London Gateway Port lies on the north bank of the River Thames at Shell Haven occupying 235ha of a former oil refinery site. The location at the mouth of the river Thames is ideally located to serve as a major deep-sea port with six berths on completion and the capacity to handle Ultra-Large Container Ships - recently (June 2020) berthing the world’s largest container ship.
The site lies in an ancient flood plain behind an old flood protection wall with thick soft soils, including layers of peat, and overlying the River Terrace Gravels that support a protected aquifer. The aquifer supplies local water demand and imparted strict construction controls. The port development demanded near-shore reclamation and extensive ground treatment using vertical drains and surcharging as well as locally innovative solutions such as a lightweight tyre bale fill at the rear of one part of the seawall. The seawall itself is a contiguous tied-back piled wall.

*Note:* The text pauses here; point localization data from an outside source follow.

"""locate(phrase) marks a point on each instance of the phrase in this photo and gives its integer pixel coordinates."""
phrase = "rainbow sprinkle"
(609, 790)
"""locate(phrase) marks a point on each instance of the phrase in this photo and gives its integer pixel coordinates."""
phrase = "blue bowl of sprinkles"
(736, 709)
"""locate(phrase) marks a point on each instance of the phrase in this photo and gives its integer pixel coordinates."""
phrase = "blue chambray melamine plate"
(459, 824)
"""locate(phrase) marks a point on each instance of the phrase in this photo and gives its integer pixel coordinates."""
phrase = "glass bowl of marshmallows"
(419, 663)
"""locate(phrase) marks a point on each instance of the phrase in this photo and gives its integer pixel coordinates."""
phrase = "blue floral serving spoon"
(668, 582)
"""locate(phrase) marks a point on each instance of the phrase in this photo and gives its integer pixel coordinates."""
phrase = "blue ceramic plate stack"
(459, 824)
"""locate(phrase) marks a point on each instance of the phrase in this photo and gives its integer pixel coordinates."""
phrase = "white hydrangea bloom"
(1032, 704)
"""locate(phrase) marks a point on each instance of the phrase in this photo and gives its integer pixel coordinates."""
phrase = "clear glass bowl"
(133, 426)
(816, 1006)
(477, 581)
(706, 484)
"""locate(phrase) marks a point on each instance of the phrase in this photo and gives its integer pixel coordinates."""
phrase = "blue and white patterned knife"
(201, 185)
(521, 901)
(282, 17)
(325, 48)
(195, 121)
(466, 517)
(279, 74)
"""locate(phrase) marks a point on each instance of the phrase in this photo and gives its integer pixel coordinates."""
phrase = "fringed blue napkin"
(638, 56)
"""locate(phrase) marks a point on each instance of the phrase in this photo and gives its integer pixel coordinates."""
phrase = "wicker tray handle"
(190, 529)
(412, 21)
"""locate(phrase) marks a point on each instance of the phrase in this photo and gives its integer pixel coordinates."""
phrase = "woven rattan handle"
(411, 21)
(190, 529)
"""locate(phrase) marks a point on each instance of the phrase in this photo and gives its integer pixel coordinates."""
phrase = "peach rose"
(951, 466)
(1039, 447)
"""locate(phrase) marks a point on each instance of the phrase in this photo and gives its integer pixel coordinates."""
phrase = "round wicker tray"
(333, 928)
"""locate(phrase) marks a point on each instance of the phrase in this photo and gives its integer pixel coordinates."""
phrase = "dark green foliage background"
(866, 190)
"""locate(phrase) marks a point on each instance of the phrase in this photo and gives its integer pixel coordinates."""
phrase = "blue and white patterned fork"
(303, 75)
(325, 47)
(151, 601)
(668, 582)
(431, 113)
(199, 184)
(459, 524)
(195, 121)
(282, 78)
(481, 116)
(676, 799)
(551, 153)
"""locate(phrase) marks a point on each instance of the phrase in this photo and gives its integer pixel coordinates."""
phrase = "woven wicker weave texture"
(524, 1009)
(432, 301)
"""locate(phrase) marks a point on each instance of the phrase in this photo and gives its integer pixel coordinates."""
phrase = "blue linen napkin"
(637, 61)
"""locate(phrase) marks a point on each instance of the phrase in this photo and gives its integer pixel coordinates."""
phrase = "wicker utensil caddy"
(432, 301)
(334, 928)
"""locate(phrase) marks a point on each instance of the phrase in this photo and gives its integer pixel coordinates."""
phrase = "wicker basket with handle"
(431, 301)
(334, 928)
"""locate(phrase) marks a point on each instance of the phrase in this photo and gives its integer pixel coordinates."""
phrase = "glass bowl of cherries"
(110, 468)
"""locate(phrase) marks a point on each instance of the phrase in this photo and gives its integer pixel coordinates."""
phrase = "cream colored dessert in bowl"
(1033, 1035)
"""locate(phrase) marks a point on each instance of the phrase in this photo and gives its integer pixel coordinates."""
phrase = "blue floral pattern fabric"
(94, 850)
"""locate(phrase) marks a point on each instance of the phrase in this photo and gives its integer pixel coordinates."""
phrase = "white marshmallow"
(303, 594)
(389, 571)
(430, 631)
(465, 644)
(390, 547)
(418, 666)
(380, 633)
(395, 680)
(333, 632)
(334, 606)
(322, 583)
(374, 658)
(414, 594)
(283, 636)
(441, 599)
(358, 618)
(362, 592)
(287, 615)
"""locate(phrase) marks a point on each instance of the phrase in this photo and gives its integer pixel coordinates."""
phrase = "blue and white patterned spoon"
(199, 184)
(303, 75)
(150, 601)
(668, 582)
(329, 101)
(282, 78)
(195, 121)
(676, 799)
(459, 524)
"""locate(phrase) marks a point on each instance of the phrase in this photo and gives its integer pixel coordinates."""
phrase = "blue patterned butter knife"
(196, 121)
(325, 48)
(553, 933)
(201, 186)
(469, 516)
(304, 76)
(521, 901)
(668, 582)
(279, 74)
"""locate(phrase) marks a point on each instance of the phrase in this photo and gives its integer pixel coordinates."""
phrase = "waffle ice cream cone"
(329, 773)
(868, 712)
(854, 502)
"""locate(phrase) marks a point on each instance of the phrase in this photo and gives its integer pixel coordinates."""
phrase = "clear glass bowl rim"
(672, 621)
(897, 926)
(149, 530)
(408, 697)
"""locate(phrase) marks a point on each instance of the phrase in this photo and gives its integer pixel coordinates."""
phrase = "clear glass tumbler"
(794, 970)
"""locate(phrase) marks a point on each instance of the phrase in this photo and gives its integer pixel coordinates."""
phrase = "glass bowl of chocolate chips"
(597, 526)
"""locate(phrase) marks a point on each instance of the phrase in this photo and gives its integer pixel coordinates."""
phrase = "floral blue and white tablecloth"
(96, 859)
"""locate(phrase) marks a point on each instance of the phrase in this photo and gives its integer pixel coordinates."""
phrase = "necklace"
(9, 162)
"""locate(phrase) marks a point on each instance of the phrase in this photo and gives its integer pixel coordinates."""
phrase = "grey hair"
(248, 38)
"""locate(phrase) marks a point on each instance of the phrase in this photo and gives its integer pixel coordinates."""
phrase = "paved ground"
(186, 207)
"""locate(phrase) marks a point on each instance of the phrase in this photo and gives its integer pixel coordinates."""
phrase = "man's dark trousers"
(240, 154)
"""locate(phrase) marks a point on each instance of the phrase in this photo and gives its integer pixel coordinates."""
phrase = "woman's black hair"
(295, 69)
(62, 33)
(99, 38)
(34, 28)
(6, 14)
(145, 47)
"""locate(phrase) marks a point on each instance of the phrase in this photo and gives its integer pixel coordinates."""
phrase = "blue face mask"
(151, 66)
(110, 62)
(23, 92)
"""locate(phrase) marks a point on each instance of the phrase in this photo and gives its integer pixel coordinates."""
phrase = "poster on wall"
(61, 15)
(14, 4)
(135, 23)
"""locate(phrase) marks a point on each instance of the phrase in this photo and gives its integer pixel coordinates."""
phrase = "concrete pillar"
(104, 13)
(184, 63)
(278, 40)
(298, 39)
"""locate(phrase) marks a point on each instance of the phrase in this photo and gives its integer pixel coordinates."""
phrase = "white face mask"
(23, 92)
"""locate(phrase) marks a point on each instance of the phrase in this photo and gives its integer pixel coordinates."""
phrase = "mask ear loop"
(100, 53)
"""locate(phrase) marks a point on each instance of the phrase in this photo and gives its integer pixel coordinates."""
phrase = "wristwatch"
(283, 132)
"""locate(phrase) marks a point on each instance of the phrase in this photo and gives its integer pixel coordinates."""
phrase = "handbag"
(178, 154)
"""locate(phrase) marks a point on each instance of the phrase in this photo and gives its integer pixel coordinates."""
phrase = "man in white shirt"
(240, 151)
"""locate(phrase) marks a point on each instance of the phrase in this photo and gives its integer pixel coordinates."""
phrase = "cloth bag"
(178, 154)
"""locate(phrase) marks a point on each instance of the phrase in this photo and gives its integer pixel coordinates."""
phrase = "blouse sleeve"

The Port is fully automated and incorporates an upgraded rail system with a large new business and logistics park within the site boundary. The development includes the provision of major access roads within the site and a link from the site to the M25 orbital motorway. Geotechnical Studies have been extensive and included close interfaces with Archaeological and Environmental specialists where sample-sharing was a key feature of the early site development. Detailed ground investigations were undertaken along the rail track under the necessary rail procurement rules.